Dienstag, 14. Juni 2011

OHNE BEISSHEMMUNG

Ein Beitrag von BenHuRum



Mit tiefer, doch triefender Stimme rief sie das Mädchen herbei: „Mein Kindchen, ach, dass ich so vergesslich bin. Immerzu such´ ich mein Tüchelein. Verzeiht´s mir, mein Herzchen ?“ Das Kind half der Alten mit festem Griff unter die Arme, sich aufzurichten. „Herrjemine, Herrjemine, wie bin ich gebrechlich, mein Engelchen. Wie du alles wieder hergerichtet hast: das Tässchen und das Tellerchen, mein Gäbelchen und mein Küchelein.“ Das Mädchen schob ihr das Tischtablett vor die Brust und legt ihr die Finger um den Henkel der Tasse.
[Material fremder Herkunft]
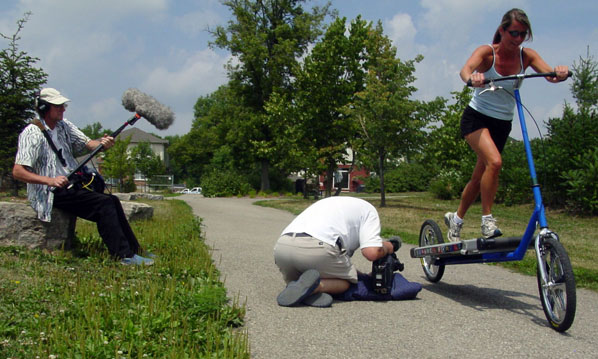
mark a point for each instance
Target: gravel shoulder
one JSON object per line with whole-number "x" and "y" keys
{"x": 475, "y": 310}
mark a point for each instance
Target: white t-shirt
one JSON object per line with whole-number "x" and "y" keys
{"x": 352, "y": 220}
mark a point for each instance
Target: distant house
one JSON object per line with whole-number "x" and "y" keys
{"x": 157, "y": 144}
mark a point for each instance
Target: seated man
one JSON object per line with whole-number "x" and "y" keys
{"x": 44, "y": 169}
{"x": 314, "y": 251}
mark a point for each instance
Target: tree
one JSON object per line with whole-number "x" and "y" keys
{"x": 95, "y": 130}
{"x": 266, "y": 38}
{"x": 572, "y": 143}
{"x": 147, "y": 163}
{"x": 585, "y": 83}
{"x": 326, "y": 83}
{"x": 117, "y": 163}
{"x": 218, "y": 122}
{"x": 388, "y": 119}
{"x": 19, "y": 81}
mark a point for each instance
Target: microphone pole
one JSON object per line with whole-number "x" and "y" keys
{"x": 131, "y": 122}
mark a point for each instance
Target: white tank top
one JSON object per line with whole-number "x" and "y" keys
{"x": 497, "y": 104}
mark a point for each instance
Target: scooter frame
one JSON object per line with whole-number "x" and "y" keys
{"x": 556, "y": 282}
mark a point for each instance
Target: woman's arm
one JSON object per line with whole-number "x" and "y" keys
{"x": 539, "y": 65}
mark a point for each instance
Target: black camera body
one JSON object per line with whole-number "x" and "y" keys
{"x": 383, "y": 270}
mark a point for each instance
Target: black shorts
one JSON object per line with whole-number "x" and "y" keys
{"x": 473, "y": 120}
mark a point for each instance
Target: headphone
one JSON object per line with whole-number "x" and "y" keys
{"x": 41, "y": 105}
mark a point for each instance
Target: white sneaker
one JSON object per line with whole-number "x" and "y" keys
{"x": 454, "y": 232}
{"x": 489, "y": 228}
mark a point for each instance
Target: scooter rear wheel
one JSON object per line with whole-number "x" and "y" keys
{"x": 431, "y": 234}
{"x": 558, "y": 291}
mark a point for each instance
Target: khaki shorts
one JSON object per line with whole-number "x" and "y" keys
{"x": 295, "y": 255}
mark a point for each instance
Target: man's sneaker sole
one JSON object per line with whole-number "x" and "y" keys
{"x": 497, "y": 233}
{"x": 319, "y": 300}
{"x": 447, "y": 221}
{"x": 298, "y": 290}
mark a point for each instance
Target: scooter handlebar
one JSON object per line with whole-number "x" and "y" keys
{"x": 525, "y": 76}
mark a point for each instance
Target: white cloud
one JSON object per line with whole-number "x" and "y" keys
{"x": 402, "y": 31}
{"x": 201, "y": 73}
{"x": 193, "y": 23}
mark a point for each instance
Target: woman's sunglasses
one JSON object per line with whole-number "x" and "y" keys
{"x": 514, "y": 33}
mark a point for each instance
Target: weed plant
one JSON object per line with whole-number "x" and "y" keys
{"x": 83, "y": 304}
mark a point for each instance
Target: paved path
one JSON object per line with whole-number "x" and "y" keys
{"x": 476, "y": 310}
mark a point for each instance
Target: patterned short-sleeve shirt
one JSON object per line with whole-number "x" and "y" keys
{"x": 35, "y": 152}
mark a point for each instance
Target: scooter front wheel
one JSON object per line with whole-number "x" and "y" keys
{"x": 557, "y": 292}
{"x": 431, "y": 234}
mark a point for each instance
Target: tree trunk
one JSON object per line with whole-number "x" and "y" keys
{"x": 381, "y": 172}
{"x": 265, "y": 185}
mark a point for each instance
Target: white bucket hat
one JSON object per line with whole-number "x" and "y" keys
{"x": 52, "y": 96}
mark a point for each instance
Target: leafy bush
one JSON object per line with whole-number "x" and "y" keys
{"x": 447, "y": 185}
{"x": 407, "y": 177}
{"x": 583, "y": 183}
{"x": 224, "y": 183}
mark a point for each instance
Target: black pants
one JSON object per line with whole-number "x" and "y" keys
{"x": 107, "y": 212}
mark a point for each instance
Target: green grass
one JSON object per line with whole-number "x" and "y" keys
{"x": 83, "y": 304}
{"x": 405, "y": 212}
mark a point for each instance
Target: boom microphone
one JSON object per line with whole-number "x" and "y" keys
{"x": 147, "y": 107}
{"x": 144, "y": 106}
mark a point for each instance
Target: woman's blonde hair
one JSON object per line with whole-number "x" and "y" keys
{"x": 507, "y": 20}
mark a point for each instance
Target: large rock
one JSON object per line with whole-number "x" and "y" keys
{"x": 133, "y": 196}
{"x": 19, "y": 226}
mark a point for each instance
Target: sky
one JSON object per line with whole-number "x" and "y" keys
{"x": 93, "y": 51}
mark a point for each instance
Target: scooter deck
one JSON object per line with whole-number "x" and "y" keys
{"x": 468, "y": 247}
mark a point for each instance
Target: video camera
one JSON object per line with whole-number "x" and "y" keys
{"x": 383, "y": 269}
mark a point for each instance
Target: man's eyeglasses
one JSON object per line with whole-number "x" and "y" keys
{"x": 514, "y": 33}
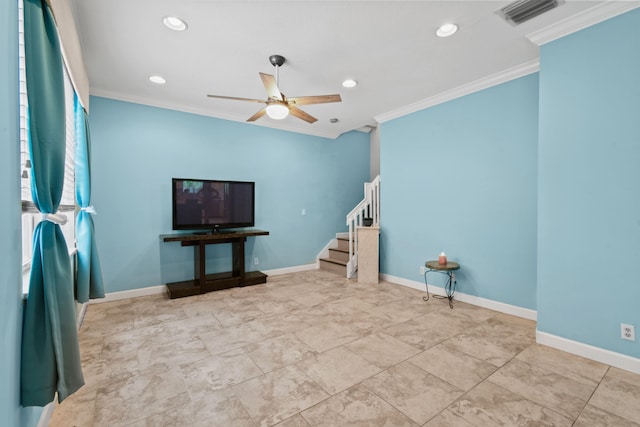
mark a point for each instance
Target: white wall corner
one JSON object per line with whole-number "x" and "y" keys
{"x": 598, "y": 13}
{"x": 504, "y": 76}
{"x": 618, "y": 360}
{"x": 47, "y": 412}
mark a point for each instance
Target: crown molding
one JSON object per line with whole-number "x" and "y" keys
{"x": 512, "y": 73}
{"x": 600, "y": 12}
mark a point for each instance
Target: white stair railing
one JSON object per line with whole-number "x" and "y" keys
{"x": 368, "y": 208}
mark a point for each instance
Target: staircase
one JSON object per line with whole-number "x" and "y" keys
{"x": 341, "y": 255}
{"x": 338, "y": 256}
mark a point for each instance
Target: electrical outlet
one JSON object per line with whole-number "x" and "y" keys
{"x": 627, "y": 332}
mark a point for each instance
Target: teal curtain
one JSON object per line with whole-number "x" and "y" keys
{"x": 50, "y": 352}
{"x": 89, "y": 282}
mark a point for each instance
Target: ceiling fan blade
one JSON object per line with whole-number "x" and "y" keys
{"x": 296, "y": 112}
{"x": 238, "y": 99}
{"x": 257, "y": 115}
{"x": 320, "y": 99}
{"x": 270, "y": 85}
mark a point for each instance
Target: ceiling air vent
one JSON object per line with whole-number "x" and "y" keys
{"x": 522, "y": 10}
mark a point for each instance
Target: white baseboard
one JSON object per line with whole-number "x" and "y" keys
{"x": 133, "y": 293}
{"x": 161, "y": 289}
{"x": 514, "y": 310}
{"x": 45, "y": 416}
{"x": 287, "y": 270}
{"x": 601, "y": 355}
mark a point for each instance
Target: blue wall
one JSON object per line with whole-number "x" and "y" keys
{"x": 460, "y": 177}
{"x": 137, "y": 149}
{"x": 589, "y": 185}
{"x": 11, "y": 413}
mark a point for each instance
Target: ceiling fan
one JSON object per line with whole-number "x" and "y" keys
{"x": 278, "y": 105}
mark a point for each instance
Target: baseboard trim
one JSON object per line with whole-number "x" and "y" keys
{"x": 133, "y": 293}
{"x": 514, "y": 310}
{"x": 296, "y": 269}
{"x": 601, "y": 355}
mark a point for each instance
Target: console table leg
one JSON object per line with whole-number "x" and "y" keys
{"x": 199, "y": 264}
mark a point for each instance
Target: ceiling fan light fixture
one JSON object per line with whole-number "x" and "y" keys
{"x": 277, "y": 111}
{"x": 174, "y": 23}
{"x": 447, "y": 30}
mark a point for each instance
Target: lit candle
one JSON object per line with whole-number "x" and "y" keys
{"x": 442, "y": 259}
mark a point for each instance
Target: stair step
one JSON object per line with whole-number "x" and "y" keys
{"x": 333, "y": 265}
Die Alte kicherte: „Ach, Kindlein, wie schäm ich mich, ich weiß nimmer mehr,  wo sie sind, meine Beißerchen, herrje.“ Es stand ihr, glaubte das Kind zu bemerken, das Wasser in den Augen. „Komm her zu mir, reich mir dein Händchen.“, rief die Alte. Es legte ihr beruhigend die Hand auf die Schulter und beugte sich zu ihr hinab. Da schlug ihr die Alte die Fangzähne in den Nacken. „Wie süß mein Engelchen heute schmeckt, wie reinlich und zärtlich das schmale Hälschen...“, frohlockte der Wolf.